Alfredo González González.
Había sacado de su estuche el arma modernizada con mira telescópica y afinado por un armero un viejo amigo que había mantenido el Winchester 73.
-¿Qué haces? Interrogó Cimarrón.
-creo que vamos a necesitarlo.
-ya estamos viejos, terció Halcón.
¡Viejos los cerros y todavía echan palos! Diría Don Domingo Carballo, remató el 73.
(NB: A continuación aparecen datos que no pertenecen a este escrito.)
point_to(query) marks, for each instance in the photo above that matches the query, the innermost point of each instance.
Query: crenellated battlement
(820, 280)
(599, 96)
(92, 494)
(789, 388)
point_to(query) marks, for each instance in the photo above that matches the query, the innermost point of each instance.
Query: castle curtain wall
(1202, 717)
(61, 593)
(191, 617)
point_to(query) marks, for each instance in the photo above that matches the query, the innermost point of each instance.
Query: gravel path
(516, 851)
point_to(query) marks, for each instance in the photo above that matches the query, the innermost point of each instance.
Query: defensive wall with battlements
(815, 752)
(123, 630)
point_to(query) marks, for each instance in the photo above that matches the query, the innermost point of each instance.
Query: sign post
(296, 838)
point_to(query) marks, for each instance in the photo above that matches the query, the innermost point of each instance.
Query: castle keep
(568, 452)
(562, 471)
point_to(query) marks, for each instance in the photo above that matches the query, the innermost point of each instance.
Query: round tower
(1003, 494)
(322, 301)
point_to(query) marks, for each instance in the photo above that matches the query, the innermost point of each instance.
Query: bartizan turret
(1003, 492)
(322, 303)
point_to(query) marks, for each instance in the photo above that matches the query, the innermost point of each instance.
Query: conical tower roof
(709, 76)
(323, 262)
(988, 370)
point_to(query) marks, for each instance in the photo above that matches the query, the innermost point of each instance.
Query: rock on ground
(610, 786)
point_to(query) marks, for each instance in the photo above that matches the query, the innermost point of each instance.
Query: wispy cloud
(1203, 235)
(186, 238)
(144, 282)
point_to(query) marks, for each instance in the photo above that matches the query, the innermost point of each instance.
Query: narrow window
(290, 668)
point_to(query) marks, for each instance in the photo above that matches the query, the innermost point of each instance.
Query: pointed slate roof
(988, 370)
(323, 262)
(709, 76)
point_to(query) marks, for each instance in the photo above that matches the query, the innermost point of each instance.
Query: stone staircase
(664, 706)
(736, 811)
Cimarrón y Halcón del atardecer conocían aquella mirada con destellos de inocencia, fiereza, sed de algo. Nada bueno está por venir, dijo uno de ellos. ¿Te fijas el paso felino y el arma acostada sobre el hombro? Se habían puesto cita en un punto de bahía Kino, Sonora, equidistantes de las otras tantas regiones de donde procedían. Pensativo Winchester evocaba aquella noche de junio de 1913, cuando en una casa modesta en una ranchería 28 kilómetros de la capital de su Estado se habían reunido con la rancherada. Había muerto un caudillo y se reanudaría la hostilidad. ¿Había servido de algo la muerte de un millón de compatriotas? Recordaba los movimientos sociales que encabezó en los frentes Políticos y el remate de un pueblo histórico. Ya nada quedaba. Ediles ladrones que se pitorreaban. ¿Qué hacer? Y tú, en tus pueblos preguntaron a Cimarrón: Allá, contestó, gobierna un sujeto que se metió con los Yaquis por la presa del novillo y se mandó a construir otra particular. Y tu Halcón, es de pensarse, respondió que los 43 padres de familias agraviados, se reunieron con los zapatistas por la desaparición de sus hijos, pero además todos los gobernadores de la nación Yaqui estuvieron presentes así como los representantes de las etnias, que por cierto, uno de esos jotos de Harvard se burló de ellos. ¿Hay razones para estar tranquilos? Hay vicios ancestrales que se juntaron y quieren pasar la factura al hombre del bastón del mando, dijo Winchester y eso no se vale. No nos irán a mandar llamar, dijo uno de ellos. ¡No! Dijo el 73. Porque se piensa que la juventud va a dar solución a todos los problemas. Es posible dijo Halcón pero ya había tomado su arma automática. Si pues, terció el otro personaje, haciendo lo propio y revisando la mirilla y calibrando el cañón. Coincidían en que la violencia no resuelve nada. “No me explico cómo habiendo tantos hombres buenos, no acaban con los malos” (SIC).
Yo viví en una casita de madera marcada con el número 3, dormíamos con las puertas abiertas, así como sus ventanas, y había quienes lo hacían en sus banquetas. Hoy si lo decimos corremos el riesgo que nos digan: ¡Pinches viejos pendejos! ¿Qué hacer? ¿Cómo actuar? Vamos elaborando un comunicado a la Nación, a los jefes de familia donde brevemente digamos que, aceiten sus armas y duerman con ellas debajo de sus almohadas.
Se quedaron dormidos y ya avanzado el crepúsculo, mientras la suave brisa del alto golfo arriaba a las olas agónicas, con un último mensaje de paz, de fe y de esperanza.
Que lejos se nos hacen ahora las palabras de aquel ser sublime cuyas huellas parecen irse borrando por el polvo de la perversidad, la inquina, el crimen, el cinismo, y hasta aquellos que en los tiempos que vivimos piensan en sus intereses personales, porque al final del camino hasta con los que no estuvieron ni están han podido ser ganones y ganonas. Casi es imperceptible la voz sublime: Gloria a Dios en las alturas y paz en la tierra a los hombres (y mujeres) de buena voluntad… Pero nunca lo entendimos y el género humano lo ejecutó.